The retreat from Basra

It is an admission of defeat. Iraq is turning into one of the world’s bloodiest battlefields in which nobody is safe. Blind to this reality, Tony Blair said yesterday that Britain could safely cut its forces in Iraq because the apparatus of the Iraqi government is growing stronger.

In fact the civil war is getting worse by the day. Food is short in parts of the country. A quarter of the population would starve without government rations. Many Iraqis are ill because their only drinking water comes from the highly polluted Tigris and Euphrates rivers.

Nowhere in Mr Blair’s statement was any admission of regret for reducing Iraq to a wasteland from which 2 million people have fled and 1.5 million are displaced internally.

Nadia al-Mashadani, a Sunni woman with four children, was forced from her house in the Hurriya district of Baghdad under threat of death by Shia militiamen on 25 December. She was not allowed to take any possessions and is living with her family in a small room in a school in a Sunni neighbourhood. She told The Independent: “They promised us freedom and now we find ourselves like slaves: no rights, no homes, no freedom, no democracy, and not enough strength to say a word.” Like many Sunni she believed the US had deliberately fomented sectarian hatred in Iraq to keep control of the country.

Mr Blair’s description of Iraq might have been of a different country from that in which Mrs Mashadani is trying to survive. He dodged the question of why Britain can reduce its forces in Iraq below 5,000 by late summer at the same time as the US is sending a further 21,500 soldiers as reinforcements.

He stressed that the situation where British troops are based around Basra is very different from Baghdad and central Iraq where the bulk of US forces are concentrated.

The speed of the reduction in British forces in southern Iraq will be slower than many senior British officers had privately urged. Mr Blair said “the UK military presence will continue into 2008”. But long before then almost all the remaining British forces will be located at Basra air base and act in support of Iraqi military and police units.

Mr Blair gave the impression that the presence of US and British forces is popular among Iraqis. In fact an opinion poll cited by the bipartisan Baker-Hamilton report of senior Democrats and Republicans in Washington showed that 61 per cent of Iraqis favour armed attacks on US and British forces.
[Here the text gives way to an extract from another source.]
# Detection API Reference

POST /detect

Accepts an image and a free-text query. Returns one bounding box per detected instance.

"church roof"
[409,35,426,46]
Even as Mr Blair was speaking there were bitter divisions within Iraq over the alleged rape of a Sunni woman in Baghdad by three members of the Shia-dominated security forces last Sunday. The predominantly Shia government denounced the alleged rape victim, claimed she was lying and commended the three officers she accused of raping her. Although UN figures show that almost 3,000 Iraqis are murdered by sectarian killers every month, the alleged gang-rape has the capacity to move the country more deeply into a civil war.
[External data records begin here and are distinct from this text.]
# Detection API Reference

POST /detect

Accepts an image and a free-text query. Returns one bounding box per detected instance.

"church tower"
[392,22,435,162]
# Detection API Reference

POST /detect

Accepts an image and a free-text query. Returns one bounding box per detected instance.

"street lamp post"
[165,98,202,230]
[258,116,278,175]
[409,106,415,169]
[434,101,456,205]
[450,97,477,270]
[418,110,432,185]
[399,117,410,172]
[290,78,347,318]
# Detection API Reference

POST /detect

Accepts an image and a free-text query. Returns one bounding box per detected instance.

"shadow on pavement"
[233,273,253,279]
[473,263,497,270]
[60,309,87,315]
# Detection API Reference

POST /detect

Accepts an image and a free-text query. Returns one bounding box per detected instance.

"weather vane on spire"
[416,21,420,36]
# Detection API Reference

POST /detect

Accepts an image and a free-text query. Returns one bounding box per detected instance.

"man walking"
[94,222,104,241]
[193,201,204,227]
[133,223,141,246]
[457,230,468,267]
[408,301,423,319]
Mr Blair painted a picture of Iraq in which political and economic progress is only being hampered by mindless terrorists. He claimed that the aim of these groups was “to prevent Iraq’s democracy from working”. But one of the main problems is that the constitution and two elections in 2005 have embedded differences between Sunni, Shia and Kurds.

The Prime Minister said there were 130,000 soldiers in the Iraqi army and 135,000 in the police force. He showed only limited appreciation, however, of the extent to which these forces are allied to the Shia militias or the Sunni insurgents.
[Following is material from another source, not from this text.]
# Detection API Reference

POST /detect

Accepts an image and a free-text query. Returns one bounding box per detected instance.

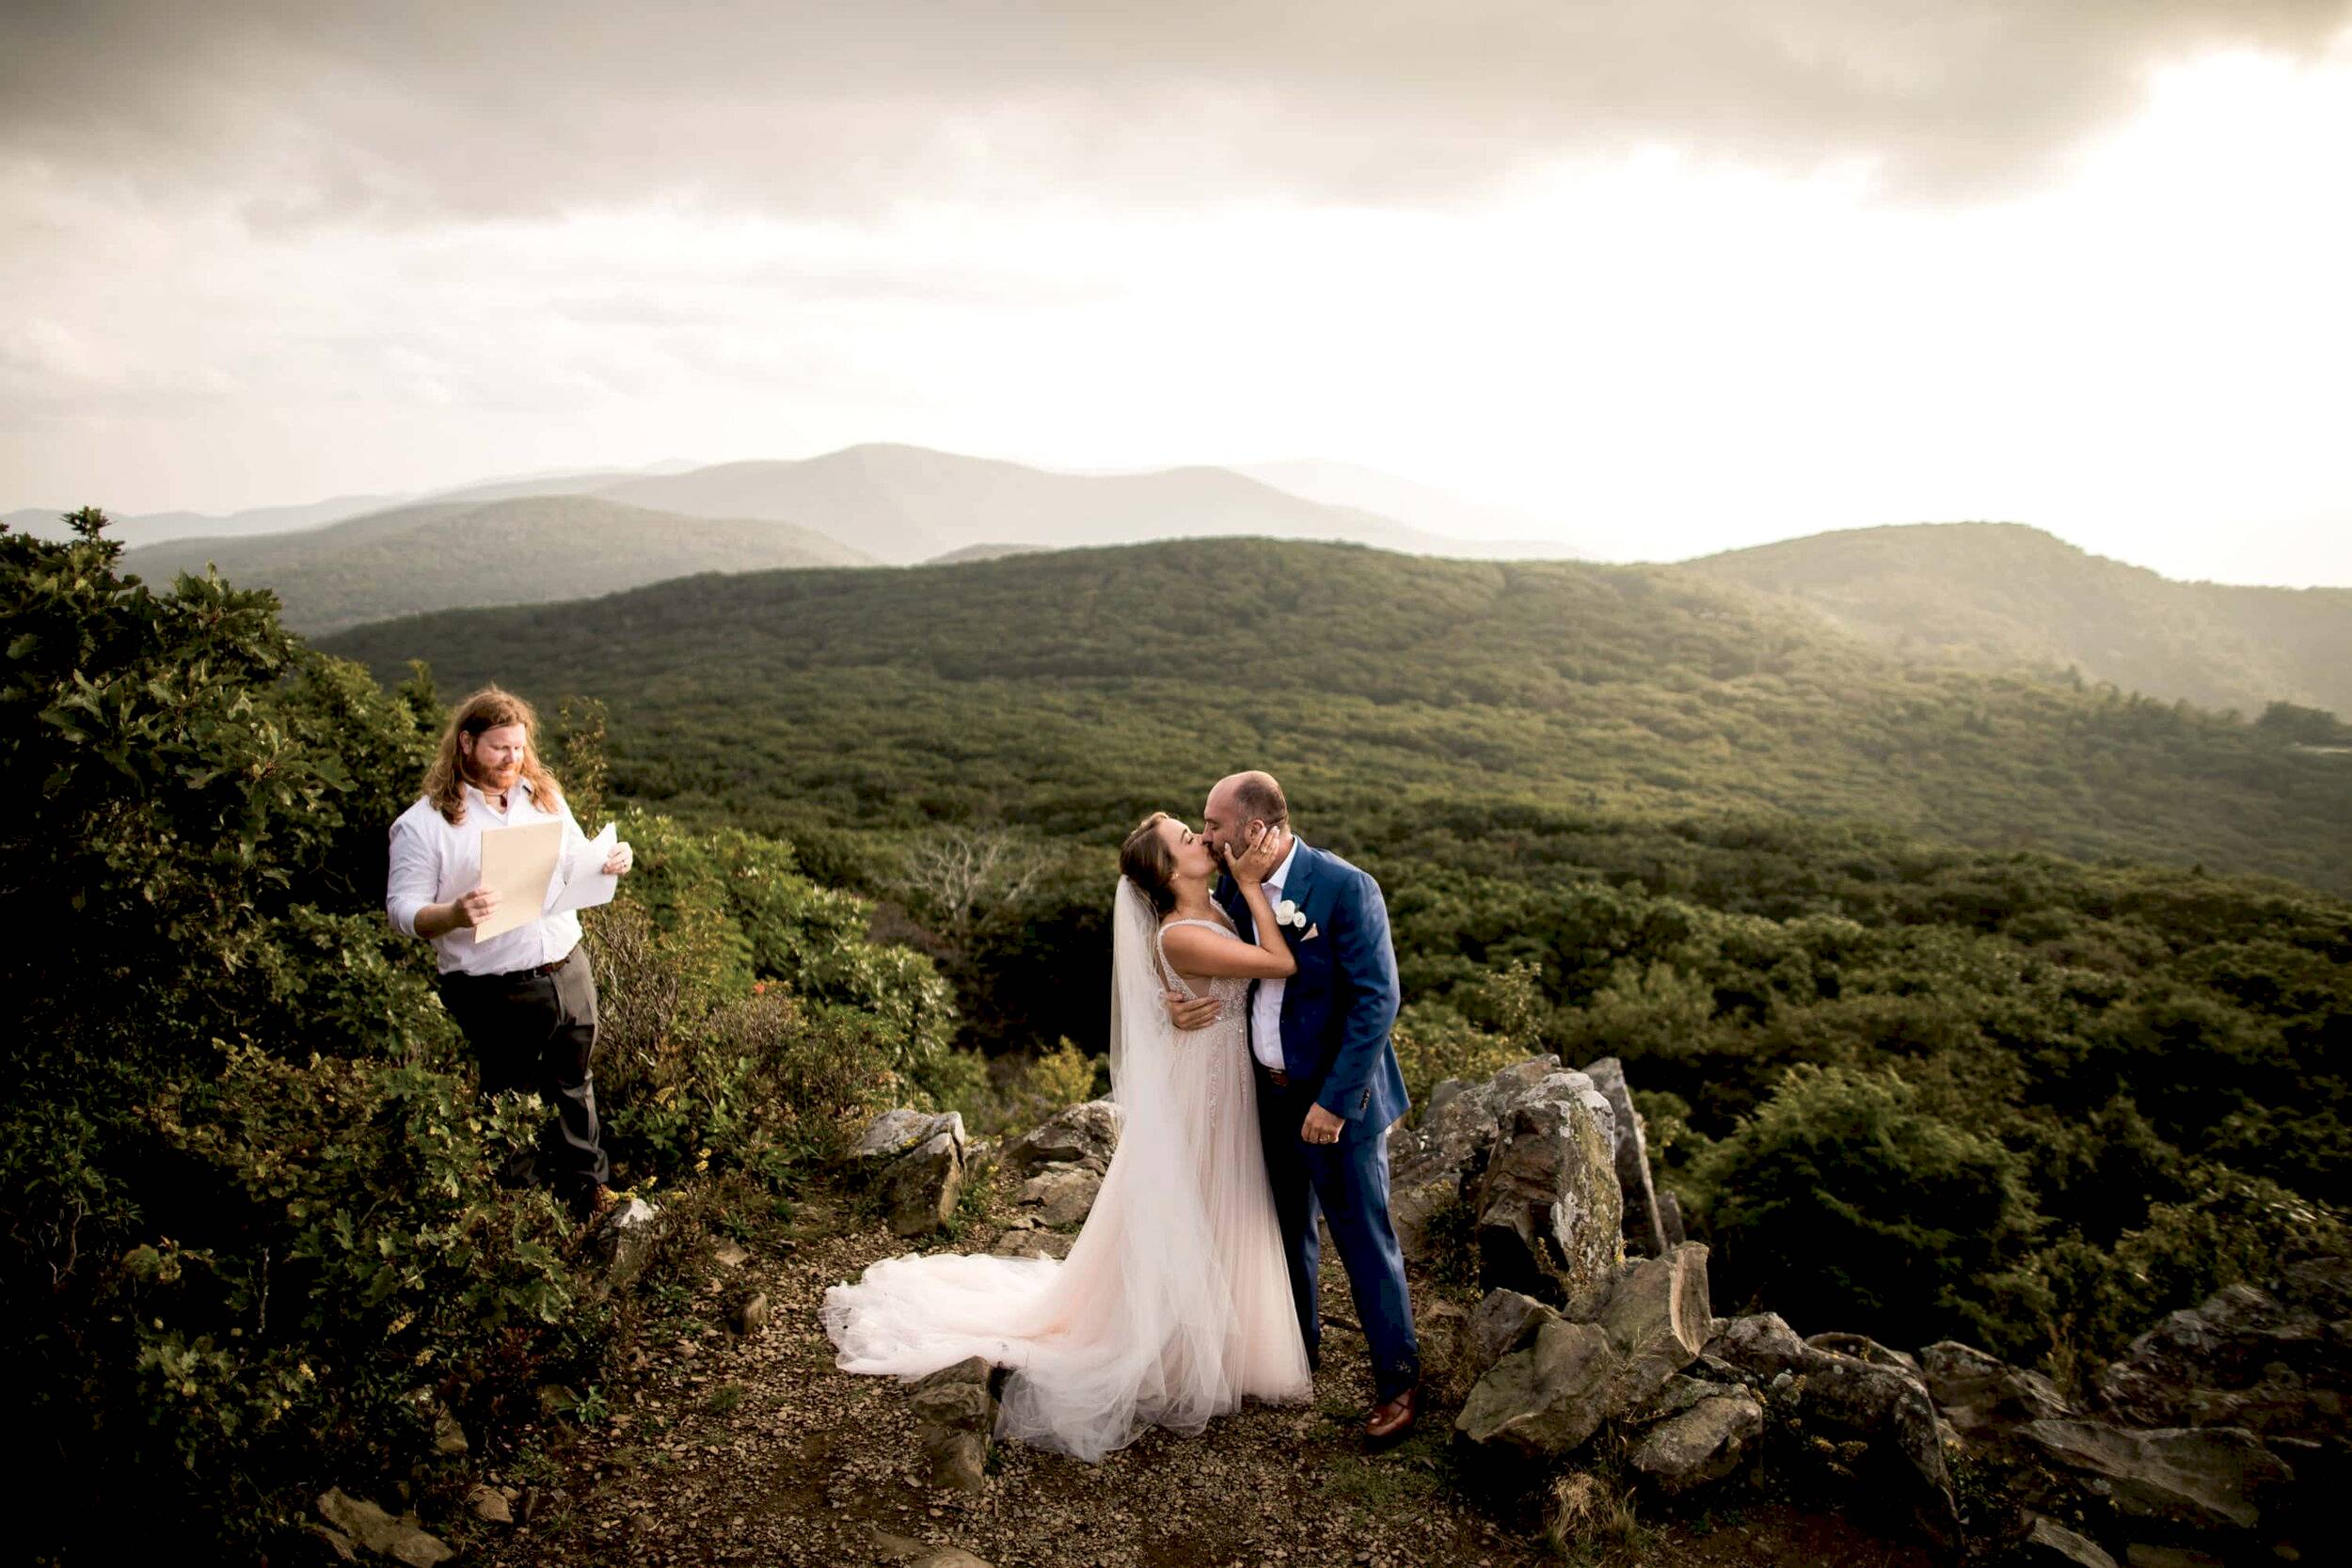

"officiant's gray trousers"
[438,943,612,1212]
US government officials were putting on a brave face yesterday in reacting to the drawdown of British troops in Iraq. US spokesman still refer to “the coalition” but it is now a very small group of countries. The largest group after the British contingent is 2,300 soldiers from South Korea. Denmark announced yesterday that it would withdraw its 470 soldiers by August.

The government of prime minister Nouri al-Maliki is being torn apart by conflicting pressures from the US and its own Shia supporters. The US has considered forcing him out of office but any succeeding government might be closer to the US but would have limited popular support. Meanwhile Mr Maliki has complained that, for all the coalition talk of respecting Iraqi sovereignty, he cannot move a company of soldiers without US permission.